AICA – Azienda Idrica Comuni Agrigentini – ha chiesto al presidente della Regione, Renato Schifani, una convocazione urgente per affrontare quella che definisce una crisi strutturale del servizio idrico provinciale. L’appello arriva dopo il no di Siciliacque alla proposta transattiva presentata il 24 settembre: un saldo e stralcio da 14,5 milioni di euro su un debito complessivo di circa 22 milioni, costruito secondo la formula conciliativa indicata dal giudice istruttore del Tribunale di Palermo nel dicembre 2024, con rate sostenibili e chiusura dei contenziosi.
Siciliacque ha respinto l’intesa e chiesto somme aggiuntive – interessi, spese legali e rivalutazioni – che AICA giudica insostenibili per un gestore pubblico che serve 33 comuni e oltre 250 mila cittadini. La presidente, Danila Nobile, parla di uno squilibrio che mette a rischio la tenuta dell’intero sistema: non si può, è la sua posizione, chiedere esborsi crescenti a un ente nato per tutelare l’utenza mentre le perdite di rete continuano a dissipare acqua e risorse economiche.
Nella richiesta alla Presidenza della Regione l’azienda elenca i nodi da sciogliere. Il primo riguarda l’acquedotto Favara di Burgio e i relativi pozzi, infrastrutture ubicate nel territorio agrigentino che AICA rivendica come patrimonio pubblico locale, oggi utilizzate da Siciliacque. Il secondo è la dispersione lungo le reti: oltre il 60% delle portate distribuite non raggiunge le abitazioni, con costi che restano a carico del gestore e un servizio percepito come inaffidabile dagli utenti. Terzo punto: la necessità di un piano straordinario regionale per rifare integralmente le condotte della provincia, abbandonando la logica delle riparazioni tampone a favore di una ricostruzione per lotti, tecnicamente coerente e finanziariamente sostenibile.

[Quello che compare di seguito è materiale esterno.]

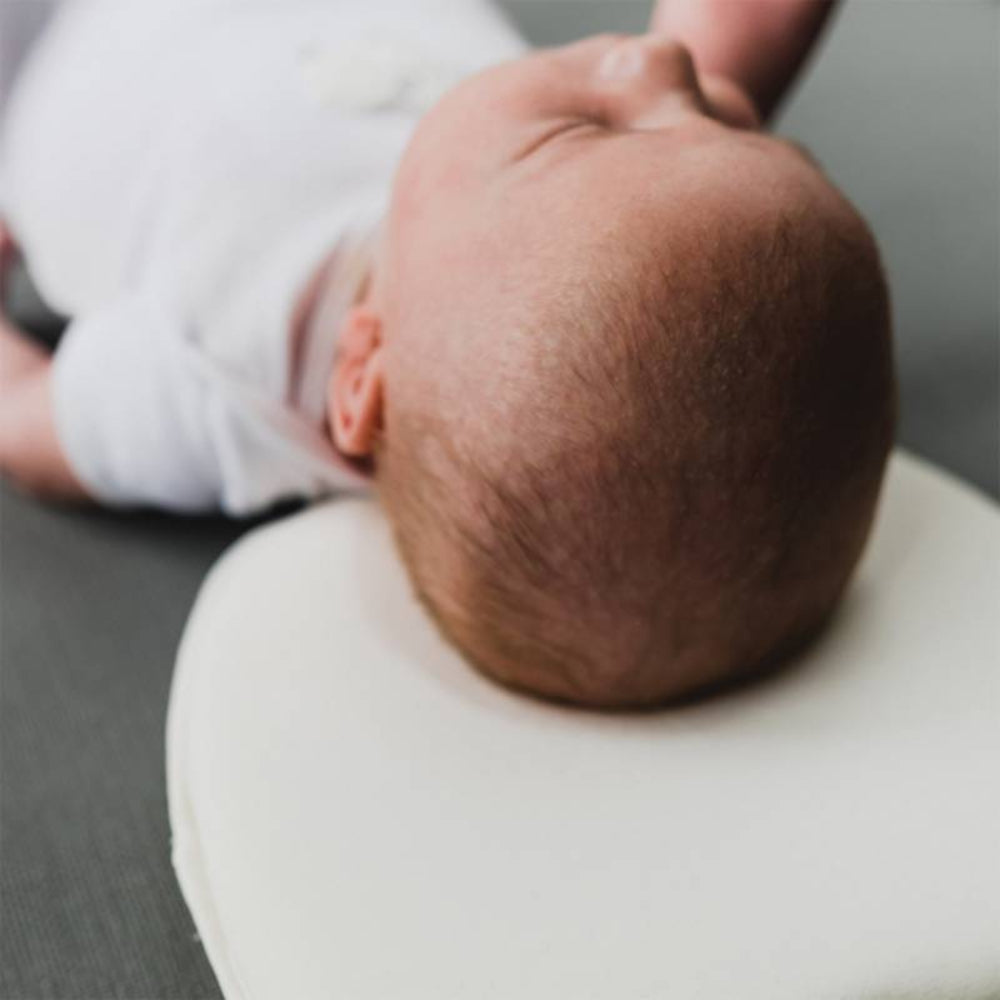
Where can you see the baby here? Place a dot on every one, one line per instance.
(617, 363)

Per AICA la partita non è solo contabile. La proposta respinta avrebbe consentito di azzerare il contenzioso e liberare risorse di cassa per investimenti di rete; il rilancio di Siciliacque, invece, aprirebbe un fronte economico difficilmente gestibile da un soggetto pubblico locale già impegnato a garantire continuità di servizio in condizioni infrastrutturali fragili. Da qui l’invito a una “scelta politica” che restituisca al territorio il controllo delle infrastrutture, accompagni la realizzazione di nuove reti e garantisca il diritto all’acqua con standard minimi di qualità e continuità.
La convocazione chiesta a Palazzo d’Orléans include l’Assessorato regionale all’Energia, l’ATI AG9 e i vertici di Siciliacque, con l’obiettivo di sottoscrivere una soluzione condivisa che metta fine a una crisi divenuta, nelle parole di AICA, insostenibile per la gestione pubblica. In assenza di un accordo, l’azienda avverte che la combinazione tra oneri pregressi, perdite di rete e contenziosi pendenti rischia di comprimere manutenzioni, investimenti e qualità del servizio.
Il messaggio, in sostanza, è netto: serve una decisione di indirizzo che definisca proprietà e uso delle infrastrutture idriche, che riprogrammi il debito su basi compatibili con i bilanci di un gestore pubblico e che avvii un cantiere pluriennale di sostituzione delle reti. Solo così – sostiene AICA – si può passare dalla gestione dell’emergenza a una normalità fatta di acqua che arriva ai rubinetti e di costi allineati al reale servizio reso. La palla, ora, è al tavolo che la Regione è chiamata a convocare con urgenza.